The Guam-based aircraft, assigned to Unmanned Patrol Squadron 19 at Naval Air Station Jacksonville, Fla., landed at the home of the 35th Fighter Wing on Saturday, said U.S. Naval Forces Japan spokeswoman Cmdr. Katie Cerezo.
Approximately 80-100 personnel have traveled to Misawa to operate the aircraft, which are on their maiden deployment to Japan, she said in an email Wednesday.
“The Triton is an unmanned, unarmed aerial reconnaissance system with a mission of Intelligence, Surveillance and Reconnaissance,” Cerezo said. “Triton's primary mission is maritime surveillance. It provides high-resolution, all-weather imagery across large geographic areas, which offers an important capability in support of the Japan-U.S. alliance.”
Exactly how long the planes will be in Japan is unclear.
“As a matter of policy and security, we do not comment on operational schedules,” Cerezo said.
The Navy also did not provide a reason for the deployment.
However, the Tritons’ mission coincides with the deployment of RQ-4 Global Hawk drones to Yokota Air Base, home of U.S. Forces Japan in western Tokyo. U.S. forces have temporarily deployed the Guam-based Global Hawks to Japan each summer since 2014 to avoid typhoons.

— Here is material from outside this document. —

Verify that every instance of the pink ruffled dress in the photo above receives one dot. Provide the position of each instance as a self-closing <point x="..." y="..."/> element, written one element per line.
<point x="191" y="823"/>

Tritons, which the Navy has flown out of Guam since January 2020, are similar to Global Hawks but specialized for maritime surveillance.
The Tritons are in Japan in “the midst of an increasingly severe security environment surrounding the country,” Japan’s Defense Ministry states on its website.
The deployment is “critical to enhance [intelligence surveillance and reconnaissance] activities by both countries,” the website states.